Meta-analysis Outlines Efficacy of Treatments for Relapsed/Refractory Multiple Myeloma

Since 2000 — after years in which dexamethasone and melphalan was standard treatment — clinicians now have numerous options for patients with relapsed and/or refractory multiple myeloma (R/R MM). These include the immunomodulatory agent, thalidomide, as well as bortezomib, the first proteasome inhibitor introduced in 2004, and 8 other treatments: lenalidomide, pomalidomide, carfilzomib, ixazomib, vorinostat, panobinostat, elotuzumab, and daratumumab.

Yet as the authors of a systematic literature review and network meta-analysis of treatment outcomes noted, “direct comparisons of these novel treatments…are lacking.”¹

Chrissy H.Y. van Beurden-Tan, MSc, of the Erasmus Medical Center in Rotterdam, the Netherlands, who was one of the authors of the review, wrote that “bortezomib and lenalidomide were almost simultaneously introduced; both were compared with the former standard treatment, dexamethasone. There is no direct evidence demonstrating whether bortezomib or lenalidomide is superior because no head-to-head comparison has been made. As a consequence, all subsequent treatments were compared with either bortezomib or lenalidomide (with or without dexamethasone). This resulted in a lack of direct comparison among different treatment classes….”

A systematic literature review identified 17 phase 3 randomized controlled trials including 18 treatment options. A network meta-analysis to evaluate the relative efficacy of each treatment found that the “best treatment” for prolonging progression-free survival (PFS) was daratumumab/lenalidomide/dexamethasone, with a hazard ratio (HR) 0.13 vs an HR of 1 for dexamethasone.

Thirteen other combinations had HRs ranging from 0.24 (carfilzomib/lenalidomide/dexamethasone) to 0.76 (thalidomide/dexamethasone). All 3 best treatment options were triple-combination regimens in combination with lenalidomide/dexamethasone, with doublet regimens ranking “at the bottom of the list.”

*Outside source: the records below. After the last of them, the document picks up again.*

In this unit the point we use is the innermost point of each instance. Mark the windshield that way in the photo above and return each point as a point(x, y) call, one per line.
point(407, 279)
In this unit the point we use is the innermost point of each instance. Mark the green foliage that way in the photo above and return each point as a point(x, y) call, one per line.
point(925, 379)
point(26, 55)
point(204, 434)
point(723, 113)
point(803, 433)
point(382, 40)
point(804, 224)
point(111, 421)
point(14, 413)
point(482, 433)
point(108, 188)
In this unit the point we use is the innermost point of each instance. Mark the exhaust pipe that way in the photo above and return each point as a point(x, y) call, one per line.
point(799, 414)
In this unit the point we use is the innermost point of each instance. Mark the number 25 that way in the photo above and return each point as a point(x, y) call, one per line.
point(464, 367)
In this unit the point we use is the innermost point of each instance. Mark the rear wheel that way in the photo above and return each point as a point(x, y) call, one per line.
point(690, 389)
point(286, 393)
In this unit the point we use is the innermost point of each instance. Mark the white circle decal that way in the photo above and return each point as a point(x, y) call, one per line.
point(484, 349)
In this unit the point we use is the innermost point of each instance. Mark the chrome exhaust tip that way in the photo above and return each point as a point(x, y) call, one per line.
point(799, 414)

The authors cautioned that data on adverse-event profiles and quality of life were not assessed, and that overall survival HRs for most of the trials are still immature.

These results apply to “the average patient,” they noted: “selecting the most appropriate treatment option also depends on individual patient characteristics and individual preferences. Our results, however, provide insight into the rank order of the efficacy of treatments and can help doctors to select the most appropriate treatment for each individual patient.”